参考博客地址:http://blog.csdn.net/wenwenxiong/article/details/77628670
http://www.cnblogs.com/hellowcf/p/6912746.html
最近的项目要给客户部署一套大数据平台(CDH),因此要出一个关于平台本身的性能测试。对测试流程不太了解,相比于项目功能测试,这种平台本身测试感觉有点困难。查找资料了解到一个Hibench工具。这里结合其他博客资料自己做一个总结记录。
1、HiBench介绍
hibench作为一个测试hadoop的基准测试框架,提供了对于hive:(aggregation,scan,join),排序(sort,TeraSort),大数据基本算法(wordcount,pagerank,nutchindex),机器学习算法(kmeans,bayes),集群调度(sleep),吞吐(dfsio),以及新加入5.0版本的流测试,是一个测试大数据平台非常好用的工具
它支持的框架有:hadoopbench、sparkbench、stormbench、flinkbench、gearpumpbench。
hibench包含几个hadoop的负载
micro benchmarks
Sort:使用hadoop randomtextwriter生成数据,并对数据进行排序。
Wordcount:统计输入数据中每个单词的出现次数,输入数据使用hadoop randomtextwriter生成。
TeraSort:输入数据由hadoop teragen产生,通过key值进行排序。
hdfs benchmarks
增强行的dfsio:通过产生大量同时执行读写请求的任务测试hadoop机群的hdfs吞吐量
web search bench marks
Nutch indexing:大规模收索引擎,这个是负载测试nutch(apache的一个开源搜索引擎)的搜索子系统,使用自动生成的web数据,web数据中的连接和单词符合zipfian分布(一个单词出现的次数与它在频率表的排名成反比)
Pagerank:这个负载包含在一种在hadoop上的pagerank的算法实现,使用自动生成的web数据,web数据中的链接符合zipfian分布。
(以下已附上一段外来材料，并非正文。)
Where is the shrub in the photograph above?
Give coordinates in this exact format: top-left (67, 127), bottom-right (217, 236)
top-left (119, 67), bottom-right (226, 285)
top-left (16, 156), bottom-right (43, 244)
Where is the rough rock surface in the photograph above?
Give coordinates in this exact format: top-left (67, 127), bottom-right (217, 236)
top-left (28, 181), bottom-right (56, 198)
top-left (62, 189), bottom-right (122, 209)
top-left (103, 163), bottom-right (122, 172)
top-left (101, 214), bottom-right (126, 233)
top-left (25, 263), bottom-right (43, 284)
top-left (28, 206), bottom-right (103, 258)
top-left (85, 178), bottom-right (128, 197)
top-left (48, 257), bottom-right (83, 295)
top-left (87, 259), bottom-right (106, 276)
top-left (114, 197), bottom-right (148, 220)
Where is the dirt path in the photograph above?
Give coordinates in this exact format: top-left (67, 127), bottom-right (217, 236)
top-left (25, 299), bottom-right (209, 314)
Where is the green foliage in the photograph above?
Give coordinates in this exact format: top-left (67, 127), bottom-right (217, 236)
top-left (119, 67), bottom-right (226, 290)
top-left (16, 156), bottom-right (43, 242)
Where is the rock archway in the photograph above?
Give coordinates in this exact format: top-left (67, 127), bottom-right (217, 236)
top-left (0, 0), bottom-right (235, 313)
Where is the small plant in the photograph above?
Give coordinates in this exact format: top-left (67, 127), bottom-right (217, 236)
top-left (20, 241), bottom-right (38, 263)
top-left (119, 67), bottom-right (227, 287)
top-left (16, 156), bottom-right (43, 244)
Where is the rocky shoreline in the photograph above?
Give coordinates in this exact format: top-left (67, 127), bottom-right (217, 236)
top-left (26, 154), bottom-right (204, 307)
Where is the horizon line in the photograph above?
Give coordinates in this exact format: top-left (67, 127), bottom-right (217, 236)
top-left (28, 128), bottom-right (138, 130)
(对于任意一个term其频度(frequency)的排名(rank)和frequency的乘积大致是一个常数)
machine learning benchmarks
Mahout bayesian classification(bayes):大规模机器学习,这个负载测试mahout(apache开源机器学习库)中的naive bayesian 训练器,输入的数据是自动生成的文档,文档中的单词符合zipfian分布。
Mahout k-means clustering(kmeans):测试mahout中的k-means聚类算法,输入的数据集由基于平均分布和高斯分布的genkmeansdataset产生。
data analytics benchmarks
Hive query benchmarks(hivebench):包含执行的典型olap查询的hive查询(aggregation和join),使用自动生成的web数据,web数据的链接符合zipfian分布。
2、下载Hibench
Github地址:https://github.com/intel-hadoop/HiBench
注意事项:1、Python 2.x(>=2.6) is required.
2、bc is required to generate the HiBench report.(如没有bc工具,执行yum install bc)
3、Supported Hadoop version: Apache Hadoop 2.x, CDH5.x, HDP
4、Build HiBench according to build HiBench.
5、Start HDFS, Yarn in the cluster.
3、编译Hibench
首先执行节点要安装maven,如没有,需要先安装
这里我只对Hibench的hadoopbench和sparkbench框架进行了编译,也可以对某个需要测试模块进行编译:
可以参考Github文档:https://github.com/intel-hadoop/HiBench/blob/master/docs/build-hibench.md
mvn -Phadoopbench -Psparkbench -Dspark=1.6 -Dscala=2.10 clean package
这里我还遇到了一个问题,当我执行HiBench-master/bin/build_all.sh,对全部框架进行编译时,报了如下错误:
Downloading: https://repository.apache.org/content/repositories/releases/org/scalanlp/breeze_2.11/0.11.2/breeze_2.11-0.11.2.jar
Downloaded: https://repository.apache.org/content/repositories/releases/org/apache/spark/spark-catalyst_2.11/2.0.0/spark-catalyst_2.11-2.0.0.jar (6610 KB at 36.5 KB/sec)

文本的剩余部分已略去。